CONTRO L’IMPERIALISMO E LA SUA BARBARIE, VIVA LA RESISTENZA DEI POPOLI!
Il 2020 rimarrà segnato dall’impronta di un anno di pandemia mondiale, caos diffuso, apocalisse e fine programmate del mondo? Per alcuni approcci limitati o mistici, certamente. Ma la cosa più importante da ricordare del 2020 è che è stato ed è tuttora portatore di tensioni fondamentali ma anche di giorni felici a venire!

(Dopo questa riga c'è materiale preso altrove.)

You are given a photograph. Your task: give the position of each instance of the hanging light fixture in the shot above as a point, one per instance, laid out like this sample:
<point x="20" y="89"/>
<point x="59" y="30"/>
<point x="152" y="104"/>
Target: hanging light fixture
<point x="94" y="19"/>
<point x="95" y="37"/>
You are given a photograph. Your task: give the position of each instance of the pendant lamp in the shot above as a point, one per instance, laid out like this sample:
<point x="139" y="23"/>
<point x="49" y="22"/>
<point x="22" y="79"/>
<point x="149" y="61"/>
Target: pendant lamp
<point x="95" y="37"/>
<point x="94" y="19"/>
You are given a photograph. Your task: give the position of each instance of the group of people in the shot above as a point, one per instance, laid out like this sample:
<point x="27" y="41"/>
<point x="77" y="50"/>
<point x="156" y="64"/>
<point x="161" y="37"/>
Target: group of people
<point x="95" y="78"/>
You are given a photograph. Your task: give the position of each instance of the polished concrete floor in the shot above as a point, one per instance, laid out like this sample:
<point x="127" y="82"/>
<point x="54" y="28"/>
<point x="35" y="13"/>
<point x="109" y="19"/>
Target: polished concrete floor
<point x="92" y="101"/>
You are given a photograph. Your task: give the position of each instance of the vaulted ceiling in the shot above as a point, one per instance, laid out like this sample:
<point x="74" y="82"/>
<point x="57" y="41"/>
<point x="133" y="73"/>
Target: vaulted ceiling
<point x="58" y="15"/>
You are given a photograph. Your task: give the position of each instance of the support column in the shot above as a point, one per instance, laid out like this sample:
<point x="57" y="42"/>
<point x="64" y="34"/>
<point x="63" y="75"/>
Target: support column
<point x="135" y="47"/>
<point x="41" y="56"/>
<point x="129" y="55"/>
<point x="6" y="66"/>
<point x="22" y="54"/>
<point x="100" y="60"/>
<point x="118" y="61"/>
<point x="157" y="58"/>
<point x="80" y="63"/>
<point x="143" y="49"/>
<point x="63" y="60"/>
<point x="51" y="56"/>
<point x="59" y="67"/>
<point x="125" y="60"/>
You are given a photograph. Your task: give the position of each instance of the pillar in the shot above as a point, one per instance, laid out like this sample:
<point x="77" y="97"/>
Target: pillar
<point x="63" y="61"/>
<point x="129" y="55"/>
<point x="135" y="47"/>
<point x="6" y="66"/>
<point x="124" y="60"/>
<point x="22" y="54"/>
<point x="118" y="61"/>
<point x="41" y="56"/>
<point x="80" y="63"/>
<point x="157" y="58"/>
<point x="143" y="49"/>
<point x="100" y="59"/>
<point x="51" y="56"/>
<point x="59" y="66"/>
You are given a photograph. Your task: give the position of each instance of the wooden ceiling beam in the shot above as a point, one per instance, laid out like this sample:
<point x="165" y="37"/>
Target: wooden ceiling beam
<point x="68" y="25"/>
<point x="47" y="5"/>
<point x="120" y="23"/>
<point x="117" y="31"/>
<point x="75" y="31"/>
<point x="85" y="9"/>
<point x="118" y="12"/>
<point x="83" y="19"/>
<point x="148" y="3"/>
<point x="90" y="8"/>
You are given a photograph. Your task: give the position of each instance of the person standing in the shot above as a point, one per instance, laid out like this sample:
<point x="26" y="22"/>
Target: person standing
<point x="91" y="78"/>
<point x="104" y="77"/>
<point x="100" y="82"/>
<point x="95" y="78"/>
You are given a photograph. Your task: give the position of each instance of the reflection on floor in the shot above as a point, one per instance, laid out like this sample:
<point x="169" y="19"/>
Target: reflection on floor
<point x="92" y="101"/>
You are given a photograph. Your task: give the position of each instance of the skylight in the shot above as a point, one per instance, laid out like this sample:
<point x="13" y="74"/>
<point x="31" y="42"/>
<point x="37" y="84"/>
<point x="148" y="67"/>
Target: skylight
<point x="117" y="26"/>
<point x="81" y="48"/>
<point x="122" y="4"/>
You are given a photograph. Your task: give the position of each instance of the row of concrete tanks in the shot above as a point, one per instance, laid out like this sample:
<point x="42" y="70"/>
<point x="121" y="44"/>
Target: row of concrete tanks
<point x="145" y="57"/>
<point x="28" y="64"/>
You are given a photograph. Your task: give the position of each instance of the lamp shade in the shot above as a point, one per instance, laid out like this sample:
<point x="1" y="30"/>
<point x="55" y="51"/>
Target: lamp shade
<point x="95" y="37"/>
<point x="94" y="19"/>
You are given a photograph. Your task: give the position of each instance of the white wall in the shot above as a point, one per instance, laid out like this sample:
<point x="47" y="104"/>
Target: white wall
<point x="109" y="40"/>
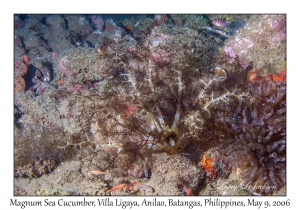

Il 2020 è l’anno in cui l’economia è stata afflitta da una sovrapproduzione senza precedenti, mentre il commercio internazionale si è ridotto dal 2018. É l’anno in cui la sfera speculativa finanziaria è stata minacciata ad ogni piè sospinto dal collasso. É l’anno in cui le classi dirigenti si sono mostrate sempre più incompetenti, screditate e contrastate nelle strade, da un fronte sociale in pieno fermento, segnato da rivolte popolari importanti per numero e durata – ne sono un esempio i Gilets Jaunes – e che oramai non esita più ad entrare in uno scontro diretto, sempre più radicale e violento, contro ogni forma di rappresentazione del potere.
È in questo contesto di destabilizzazione economica e di rivolta politica e sociale generalizzata che è apparso il Coronavirus; è in questo contesto che devono essere comprese tutte le ripercussioni di questa pandemia e anche questa famosa dichiarazione del 16 marzo 2020 che tutti possono e devono riprendere: “Siamo in guerra”.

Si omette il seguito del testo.